Vocación viene del latín: “vocatio”, que es acción de llamar. En sus orígenes aludía al llamado de Dios a la vocación religiosa, pero su uso se fue generalizando a toda convocación o llamamiento hacia cualquier profesión o carrera. La vocación se hace particularmente presente en la adolescencia y la juventud sobre todo cuando alguien duda o está confundido sobre ella. También nos admira cuando tempranamente se define lo que se desea hacer en la vida y vemos cómo posteriormente se concreta.
Pero lo que me parece importante destacar es que la vocación es un “estado” y como tal sostenerlo implica reafirmar la respuesta al llamado recibido. Es decir que hacer cualquier actividad con vocación es reelegirla una y otra vez.
Toda profesión es un trabajo que requiere de esfuerzos, cuyos resultados podrán ser a veces buenos y otras veces no tanto, reconocidos o ignorados, pero cuando están sostenidos por una vocación profunda, trasmiten el balance del disfrute por la tarea como la que tuve la suerte de participar.
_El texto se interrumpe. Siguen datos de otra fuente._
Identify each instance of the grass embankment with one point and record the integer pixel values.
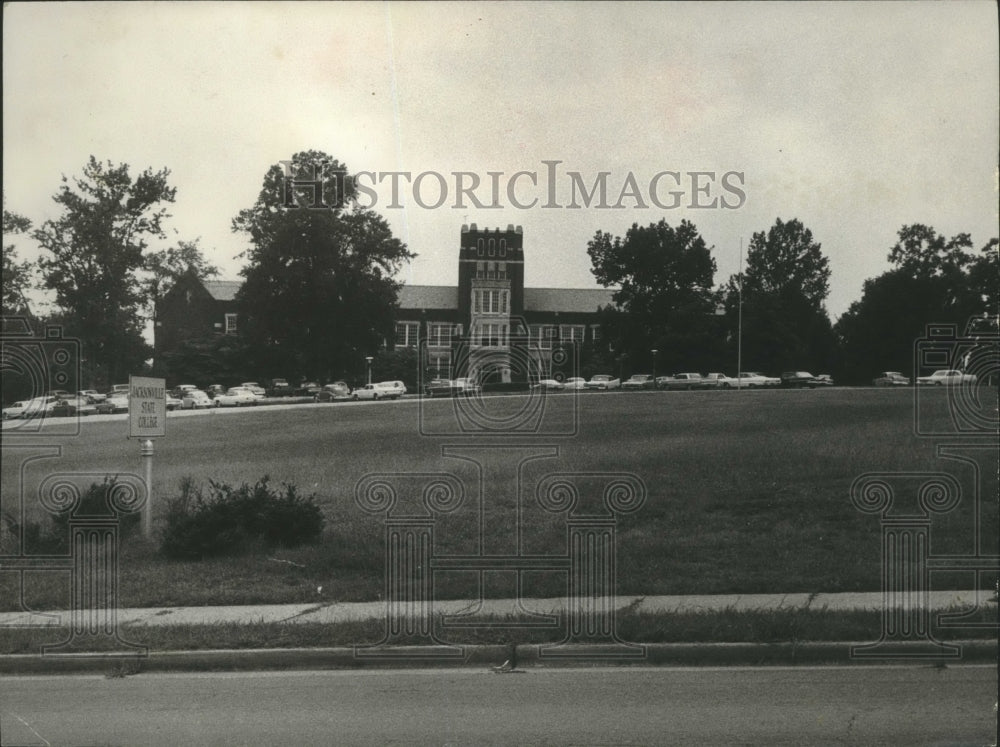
(747, 492)
(727, 626)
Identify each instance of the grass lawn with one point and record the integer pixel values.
(745, 492)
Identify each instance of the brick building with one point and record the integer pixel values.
(485, 323)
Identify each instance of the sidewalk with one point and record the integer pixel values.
(358, 611)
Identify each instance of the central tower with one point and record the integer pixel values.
(491, 296)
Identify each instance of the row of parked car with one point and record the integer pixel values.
(690, 381)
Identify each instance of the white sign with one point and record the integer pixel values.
(147, 407)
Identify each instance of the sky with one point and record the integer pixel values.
(855, 118)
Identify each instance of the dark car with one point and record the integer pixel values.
(441, 388)
(279, 388)
(798, 380)
(307, 389)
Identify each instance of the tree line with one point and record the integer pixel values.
(319, 295)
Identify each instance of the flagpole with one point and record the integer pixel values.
(739, 325)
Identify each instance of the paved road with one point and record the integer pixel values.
(908, 705)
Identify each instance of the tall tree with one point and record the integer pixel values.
(94, 255)
(932, 280)
(784, 287)
(319, 293)
(665, 301)
(17, 275)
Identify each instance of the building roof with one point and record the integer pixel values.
(567, 300)
(222, 290)
(428, 297)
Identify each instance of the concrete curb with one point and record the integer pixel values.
(529, 656)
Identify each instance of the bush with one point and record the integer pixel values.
(231, 521)
(52, 538)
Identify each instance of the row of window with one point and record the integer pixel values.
(439, 334)
(490, 248)
(491, 271)
(490, 301)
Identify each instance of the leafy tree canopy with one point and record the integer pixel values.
(17, 275)
(319, 290)
(94, 255)
(665, 300)
(787, 263)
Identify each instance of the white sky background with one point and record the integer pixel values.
(854, 118)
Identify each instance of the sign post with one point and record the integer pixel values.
(147, 419)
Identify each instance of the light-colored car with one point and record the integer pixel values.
(684, 381)
(195, 399)
(236, 396)
(891, 378)
(548, 385)
(639, 381)
(756, 380)
(464, 385)
(30, 408)
(603, 382)
(717, 381)
(946, 377)
(372, 392)
(68, 406)
(256, 389)
(398, 387)
(338, 391)
(116, 402)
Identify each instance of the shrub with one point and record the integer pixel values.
(231, 520)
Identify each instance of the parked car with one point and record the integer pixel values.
(679, 381)
(639, 381)
(116, 402)
(68, 406)
(30, 408)
(195, 399)
(338, 391)
(237, 396)
(15, 410)
(946, 377)
(548, 385)
(279, 388)
(891, 378)
(717, 381)
(603, 382)
(398, 387)
(255, 388)
(797, 380)
(374, 392)
(467, 386)
(307, 389)
(755, 380)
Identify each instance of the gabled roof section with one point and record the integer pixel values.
(222, 290)
(428, 297)
(567, 300)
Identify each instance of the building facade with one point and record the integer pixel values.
(489, 324)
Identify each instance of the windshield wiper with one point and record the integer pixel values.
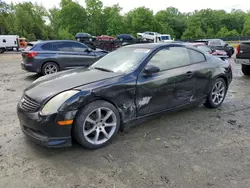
(103, 69)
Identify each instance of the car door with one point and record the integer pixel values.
(216, 44)
(202, 71)
(173, 86)
(83, 57)
(64, 56)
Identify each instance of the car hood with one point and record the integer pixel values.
(50, 85)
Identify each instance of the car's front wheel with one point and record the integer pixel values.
(96, 124)
(217, 94)
(245, 69)
(2, 50)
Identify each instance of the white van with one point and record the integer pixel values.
(8, 42)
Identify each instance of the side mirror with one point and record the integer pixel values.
(88, 50)
(150, 69)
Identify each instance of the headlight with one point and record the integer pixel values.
(54, 104)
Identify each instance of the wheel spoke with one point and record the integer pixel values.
(96, 136)
(110, 124)
(88, 132)
(222, 89)
(99, 114)
(88, 119)
(105, 133)
(107, 116)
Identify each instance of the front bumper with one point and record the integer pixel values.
(242, 61)
(44, 130)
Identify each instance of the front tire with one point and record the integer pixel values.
(245, 69)
(96, 124)
(217, 94)
(50, 68)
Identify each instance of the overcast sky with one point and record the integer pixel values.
(156, 5)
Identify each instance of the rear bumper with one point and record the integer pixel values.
(242, 61)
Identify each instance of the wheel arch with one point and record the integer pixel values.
(223, 77)
(106, 100)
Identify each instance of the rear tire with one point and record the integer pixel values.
(96, 124)
(216, 94)
(245, 69)
(50, 68)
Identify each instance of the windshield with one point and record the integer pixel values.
(165, 37)
(122, 60)
(204, 49)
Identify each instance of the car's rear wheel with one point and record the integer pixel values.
(245, 69)
(96, 124)
(217, 94)
(50, 68)
(2, 50)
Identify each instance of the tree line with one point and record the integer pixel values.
(33, 21)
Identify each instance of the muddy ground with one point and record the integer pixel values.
(193, 148)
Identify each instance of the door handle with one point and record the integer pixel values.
(189, 74)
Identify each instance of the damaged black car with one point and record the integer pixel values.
(136, 81)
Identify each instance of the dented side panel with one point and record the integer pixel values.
(120, 91)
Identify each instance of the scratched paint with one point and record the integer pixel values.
(144, 101)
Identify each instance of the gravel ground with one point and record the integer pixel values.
(193, 148)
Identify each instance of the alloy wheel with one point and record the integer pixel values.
(218, 92)
(99, 126)
(50, 69)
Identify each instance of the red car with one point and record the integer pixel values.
(105, 38)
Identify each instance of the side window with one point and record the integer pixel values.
(47, 47)
(214, 43)
(196, 57)
(170, 58)
(78, 47)
(63, 46)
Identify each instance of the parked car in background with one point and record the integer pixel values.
(9, 42)
(22, 43)
(133, 82)
(218, 53)
(218, 44)
(84, 36)
(126, 37)
(105, 38)
(243, 56)
(148, 35)
(48, 57)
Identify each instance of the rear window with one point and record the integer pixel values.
(29, 47)
(47, 47)
(204, 49)
(165, 37)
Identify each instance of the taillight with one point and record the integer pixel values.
(31, 54)
(238, 50)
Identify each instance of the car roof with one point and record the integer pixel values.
(197, 44)
(153, 45)
(50, 41)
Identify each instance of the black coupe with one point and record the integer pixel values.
(92, 104)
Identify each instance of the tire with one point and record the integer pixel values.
(214, 93)
(245, 69)
(2, 50)
(85, 131)
(50, 68)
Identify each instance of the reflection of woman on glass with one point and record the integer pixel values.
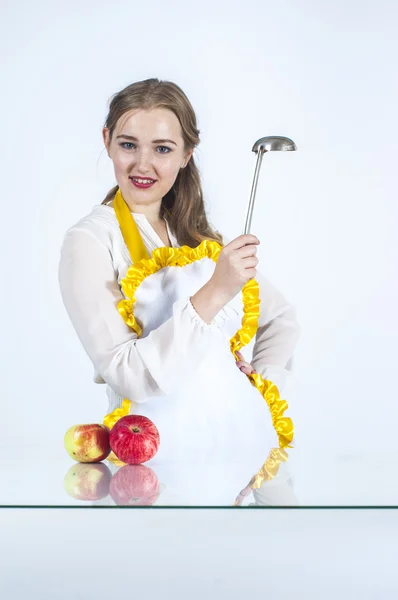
(179, 370)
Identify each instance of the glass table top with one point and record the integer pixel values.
(294, 477)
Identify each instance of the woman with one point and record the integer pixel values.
(172, 359)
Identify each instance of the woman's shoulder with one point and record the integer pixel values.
(100, 223)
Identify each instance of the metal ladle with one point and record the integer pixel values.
(267, 144)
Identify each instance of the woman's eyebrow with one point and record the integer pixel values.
(134, 139)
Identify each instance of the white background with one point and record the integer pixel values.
(323, 74)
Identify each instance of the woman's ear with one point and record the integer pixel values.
(187, 157)
(105, 137)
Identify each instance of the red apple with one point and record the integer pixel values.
(87, 443)
(134, 439)
(88, 481)
(134, 485)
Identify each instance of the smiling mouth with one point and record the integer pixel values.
(144, 180)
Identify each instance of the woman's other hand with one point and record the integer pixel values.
(244, 366)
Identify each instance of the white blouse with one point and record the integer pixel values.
(175, 342)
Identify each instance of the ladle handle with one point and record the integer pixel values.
(253, 192)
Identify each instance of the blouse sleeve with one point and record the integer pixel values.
(277, 334)
(135, 368)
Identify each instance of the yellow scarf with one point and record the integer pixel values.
(143, 266)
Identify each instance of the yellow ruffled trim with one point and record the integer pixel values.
(180, 257)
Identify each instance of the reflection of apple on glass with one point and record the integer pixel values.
(88, 481)
(87, 443)
(134, 485)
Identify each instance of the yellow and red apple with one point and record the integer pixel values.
(87, 443)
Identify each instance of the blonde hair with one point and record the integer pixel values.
(183, 205)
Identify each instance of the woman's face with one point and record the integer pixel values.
(146, 144)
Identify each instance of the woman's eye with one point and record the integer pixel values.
(166, 148)
(128, 145)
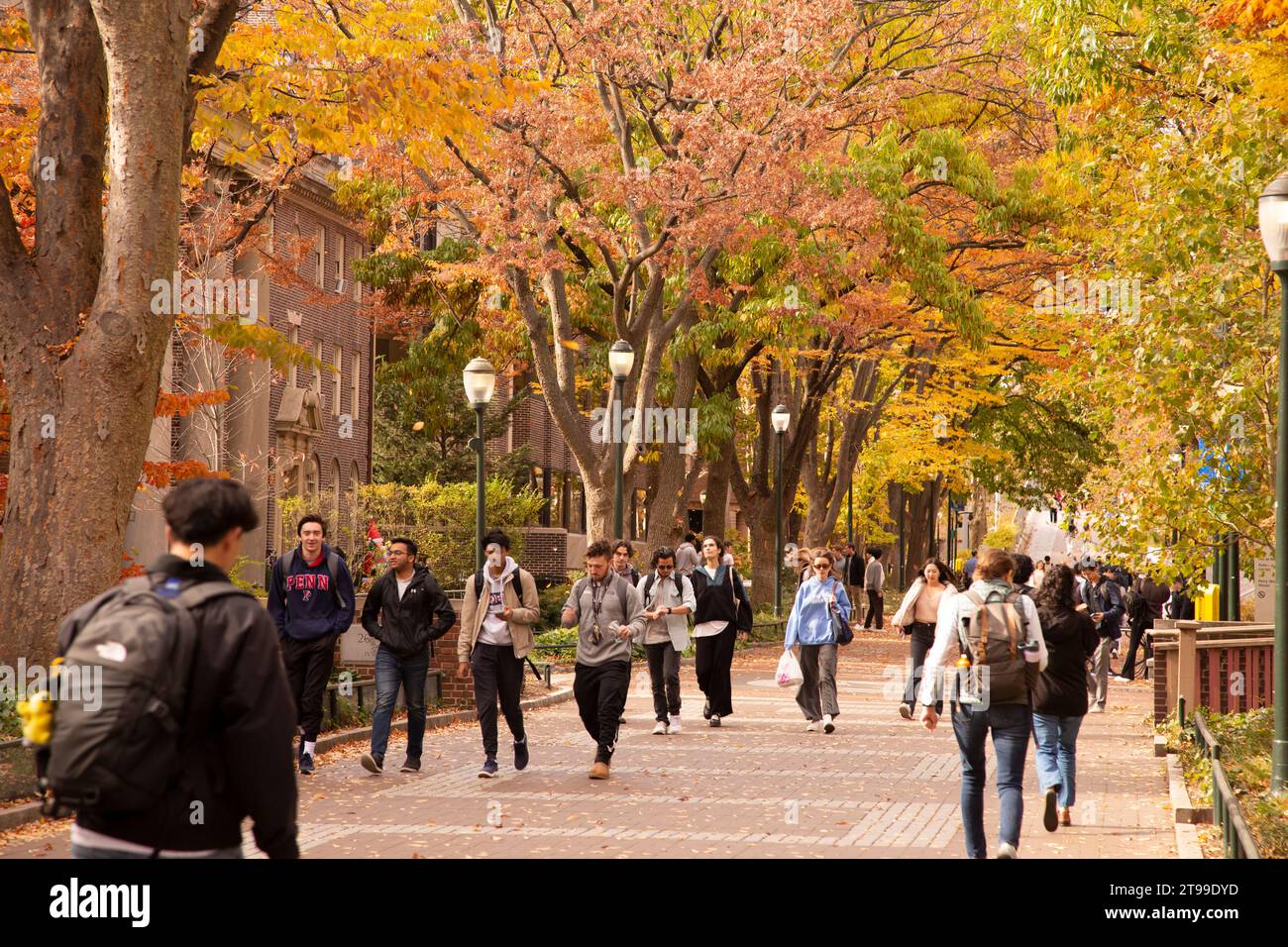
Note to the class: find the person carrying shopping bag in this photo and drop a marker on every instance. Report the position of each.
(812, 624)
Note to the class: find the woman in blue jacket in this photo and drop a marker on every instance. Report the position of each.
(810, 626)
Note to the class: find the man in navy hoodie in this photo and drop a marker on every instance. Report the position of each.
(310, 598)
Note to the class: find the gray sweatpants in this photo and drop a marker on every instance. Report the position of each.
(816, 693)
(1098, 678)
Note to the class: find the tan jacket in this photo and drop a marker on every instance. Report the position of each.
(523, 600)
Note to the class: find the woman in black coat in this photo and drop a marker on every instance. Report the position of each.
(1060, 694)
(722, 611)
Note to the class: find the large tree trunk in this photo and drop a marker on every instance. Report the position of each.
(81, 394)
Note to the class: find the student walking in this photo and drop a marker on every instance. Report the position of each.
(500, 609)
(404, 611)
(722, 611)
(669, 600)
(1060, 693)
(997, 629)
(917, 618)
(232, 716)
(874, 582)
(810, 625)
(310, 598)
(608, 615)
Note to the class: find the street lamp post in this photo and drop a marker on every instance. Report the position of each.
(621, 359)
(780, 418)
(480, 379)
(1273, 210)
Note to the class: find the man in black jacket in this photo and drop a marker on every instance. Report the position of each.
(406, 609)
(240, 715)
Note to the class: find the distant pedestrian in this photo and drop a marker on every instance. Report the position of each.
(500, 611)
(722, 611)
(406, 609)
(310, 599)
(811, 626)
(874, 583)
(606, 612)
(669, 602)
(917, 618)
(997, 628)
(1060, 694)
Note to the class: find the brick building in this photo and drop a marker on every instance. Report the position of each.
(304, 432)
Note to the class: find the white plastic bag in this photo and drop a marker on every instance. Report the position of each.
(789, 671)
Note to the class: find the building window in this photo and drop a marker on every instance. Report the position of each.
(320, 257)
(336, 368)
(356, 403)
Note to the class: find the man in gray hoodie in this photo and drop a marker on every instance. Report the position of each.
(608, 615)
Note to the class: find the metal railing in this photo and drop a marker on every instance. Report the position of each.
(1236, 839)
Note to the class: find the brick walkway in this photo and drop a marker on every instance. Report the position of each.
(880, 787)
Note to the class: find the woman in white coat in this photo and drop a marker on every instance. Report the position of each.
(917, 617)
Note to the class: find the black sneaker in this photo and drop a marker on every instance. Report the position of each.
(1050, 818)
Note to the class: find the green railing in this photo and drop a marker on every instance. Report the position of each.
(1236, 839)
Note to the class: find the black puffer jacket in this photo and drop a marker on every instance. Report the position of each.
(237, 732)
(407, 625)
(1061, 688)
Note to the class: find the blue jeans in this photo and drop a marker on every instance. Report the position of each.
(1010, 724)
(393, 672)
(1056, 738)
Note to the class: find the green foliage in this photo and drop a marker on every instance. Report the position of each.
(439, 517)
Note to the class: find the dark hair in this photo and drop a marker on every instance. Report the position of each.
(1055, 594)
(945, 575)
(412, 549)
(204, 509)
(310, 518)
(995, 565)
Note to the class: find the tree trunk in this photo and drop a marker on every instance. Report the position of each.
(82, 395)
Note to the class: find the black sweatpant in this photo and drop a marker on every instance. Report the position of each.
(497, 673)
(308, 668)
(664, 672)
(712, 667)
(875, 604)
(600, 693)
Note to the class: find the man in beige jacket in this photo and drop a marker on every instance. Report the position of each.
(500, 608)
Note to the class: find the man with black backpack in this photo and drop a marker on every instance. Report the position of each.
(1000, 637)
(310, 598)
(501, 607)
(193, 733)
(406, 609)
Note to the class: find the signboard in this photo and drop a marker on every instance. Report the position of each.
(1263, 577)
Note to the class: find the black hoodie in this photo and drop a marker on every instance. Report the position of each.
(236, 746)
(407, 625)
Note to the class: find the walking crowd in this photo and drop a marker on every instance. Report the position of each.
(1033, 647)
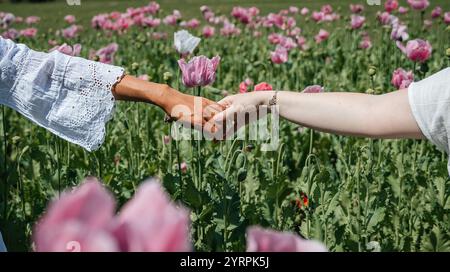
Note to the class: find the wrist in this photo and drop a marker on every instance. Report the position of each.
(168, 98)
(264, 97)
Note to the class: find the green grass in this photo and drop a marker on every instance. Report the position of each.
(394, 192)
(52, 13)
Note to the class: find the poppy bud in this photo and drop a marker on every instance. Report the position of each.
(372, 71)
(240, 160)
(242, 174)
(135, 66)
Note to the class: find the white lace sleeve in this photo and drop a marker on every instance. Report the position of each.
(69, 96)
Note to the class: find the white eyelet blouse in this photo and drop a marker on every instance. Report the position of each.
(69, 96)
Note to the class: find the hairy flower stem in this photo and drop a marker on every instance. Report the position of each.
(5, 172)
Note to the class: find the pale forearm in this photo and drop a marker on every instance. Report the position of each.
(133, 89)
(357, 114)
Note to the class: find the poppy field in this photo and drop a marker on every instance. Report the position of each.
(344, 193)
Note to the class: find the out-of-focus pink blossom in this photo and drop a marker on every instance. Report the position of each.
(166, 139)
(399, 32)
(192, 24)
(199, 71)
(7, 20)
(280, 55)
(105, 54)
(401, 79)
(11, 34)
(68, 50)
(52, 42)
(229, 29)
(275, 19)
(151, 22)
(304, 11)
(365, 43)
(205, 8)
(78, 221)
(159, 35)
(185, 43)
(326, 9)
(149, 222)
(294, 32)
(32, 20)
(436, 13)
(208, 31)
(418, 4)
(71, 31)
(241, 14)
(29, 32)
(384, 18)
(183, 167)
(243, 87)
(356, 8)
(447, 18)
(170, 20)
(403, 10)
(390, 5)
(357, 21)
(313, 89)
(70, 19)
(152, 8)
(293, 9)
(321, 36)
(417, 50)
(248, 81)
(317, 16)
(84, 220)
(263, 86)
(275, 38)
(261, 240)
(427, 23)
(144, 77)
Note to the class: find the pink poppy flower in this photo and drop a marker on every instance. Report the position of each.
(68, 50)
(208, 31)
(436, 13)
(357, 8)
(71, 32)
(29, 32)
(419, 4)
(293, 9)
(105, 54)
(357, 21)
(390, 5)
(263, 86)
(313, 89)
(85, 220)
(384, 18)
(326, 9)
(401, 79)
(304, 11)
(322, 36)
(70, 19)
(280, 55)
(365, 43)
(199, 71)
(32, 20)
(447, 18)
(11, 34)
(403, 10)
(417, 50)
(183, 167)
(243, 87)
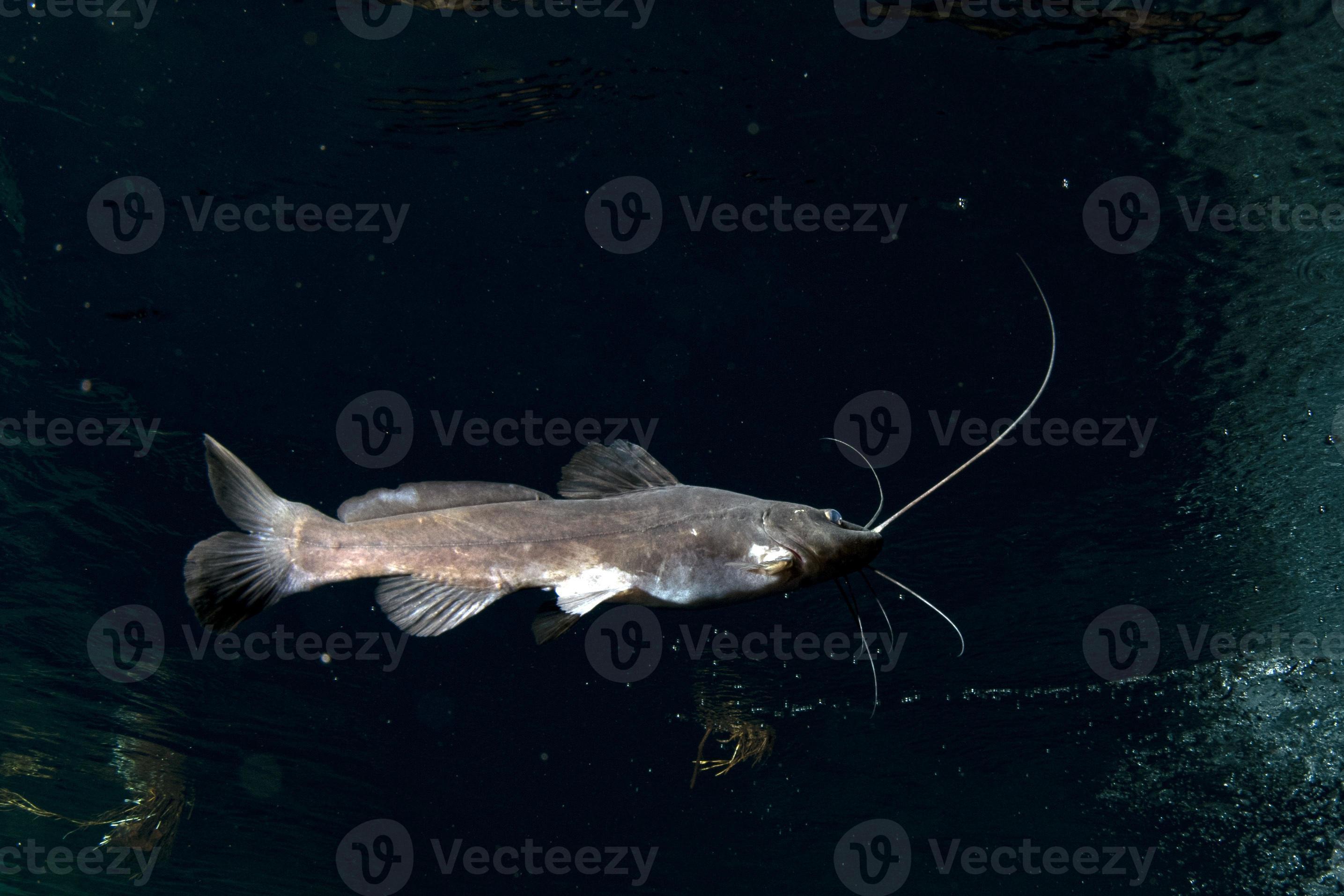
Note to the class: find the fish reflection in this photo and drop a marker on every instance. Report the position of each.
(151, 771)
(722, 708)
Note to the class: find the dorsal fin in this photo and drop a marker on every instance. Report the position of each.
(419, 497)
(601, 471)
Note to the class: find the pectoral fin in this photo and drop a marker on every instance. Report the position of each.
(550, 622)
(765, 561)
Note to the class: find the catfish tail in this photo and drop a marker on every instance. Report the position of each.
(232, 577)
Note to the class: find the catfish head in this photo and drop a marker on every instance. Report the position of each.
(824, 546)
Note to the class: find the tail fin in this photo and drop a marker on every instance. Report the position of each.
(233, 577)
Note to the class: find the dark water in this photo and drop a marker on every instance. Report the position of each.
(1224, 774)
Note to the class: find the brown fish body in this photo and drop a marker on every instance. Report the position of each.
(627, 534)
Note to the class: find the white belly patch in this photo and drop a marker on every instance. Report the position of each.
(581, 593)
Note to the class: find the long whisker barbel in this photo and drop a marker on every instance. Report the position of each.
(915, 594)
(864, 457)
(1002, 436)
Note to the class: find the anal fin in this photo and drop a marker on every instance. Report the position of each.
(428, 606)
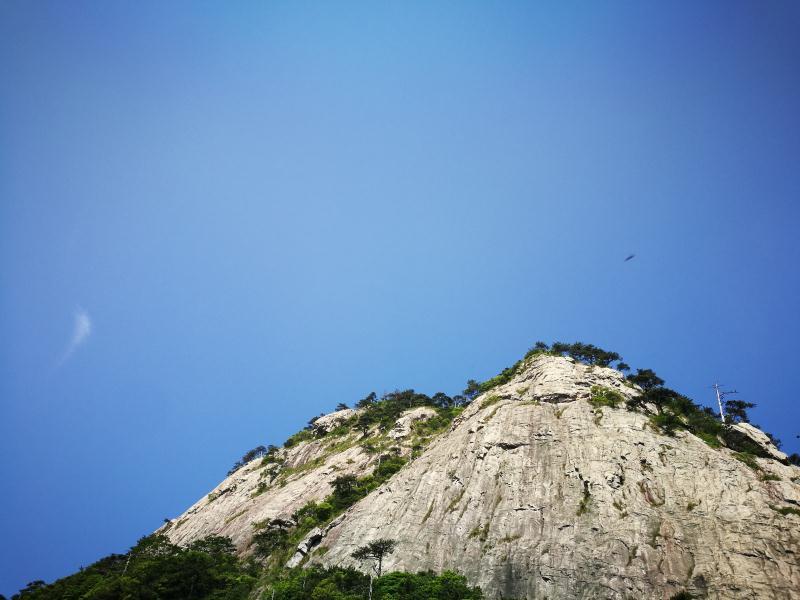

Pero además ver un grupo de personas de diferentes generaciones sintiendo lo mismo es más conmovedor aún. Cuando la vocación es vivida como una pasión, trasmite esa mezcla de idealismo y tenacidad que permite sostener disfrutando por años la tarea elegida.
Vivimos épocas de crisis de la educación y creo que en parte por falta de vocación, de enseñar, aprender, producir, investigar, intercambiar y repensar las problemáticas de nuestra práctica para reformular la teoría y la técnica tantas veces como sea necesario. Pero para eso hay que reciclarsarse y actualizarse, lo que implica a veces redefinir la vocación. La psicoterapia ha crecido especializándose por lo que es muy difícil que un psicoterapeuta abarque todas las problemáticas que la práctica clínica presenta, por lo que sólo una formación continua le permitirá conocer nuevas opciones.
En nuestro caso el camino de la vocación nos llevó primero por la medicina, luego la psiquiatría y el psicoanálisis hacia la comprensión de los pacientes con trastornos orgánicos.
Las dos últimas actividades científicas del año, estarán dirigidas hacia quienes quieren definir o redefinir su vocación.
La Psicoterapia del Paciente con Cáncer, es uno de los mayores desafíos dentro de la especialización que realizamos. Por tales motivos trasmitiremos los conceptos fundamentales, vistos como una de las opciones más difíciles de nuestra vocación.
La otra actividad científica estará destinada para quienes deben definir o recién lo han hecho, la opción de la práctica clínica de orientación psicoanalítica. Esta actividad incluirá la entrega de un manual de técnica elaborado por la Institución y la supervisión de material clínico de inicio de tratamiento, presentado por los inscriptos a la actividad.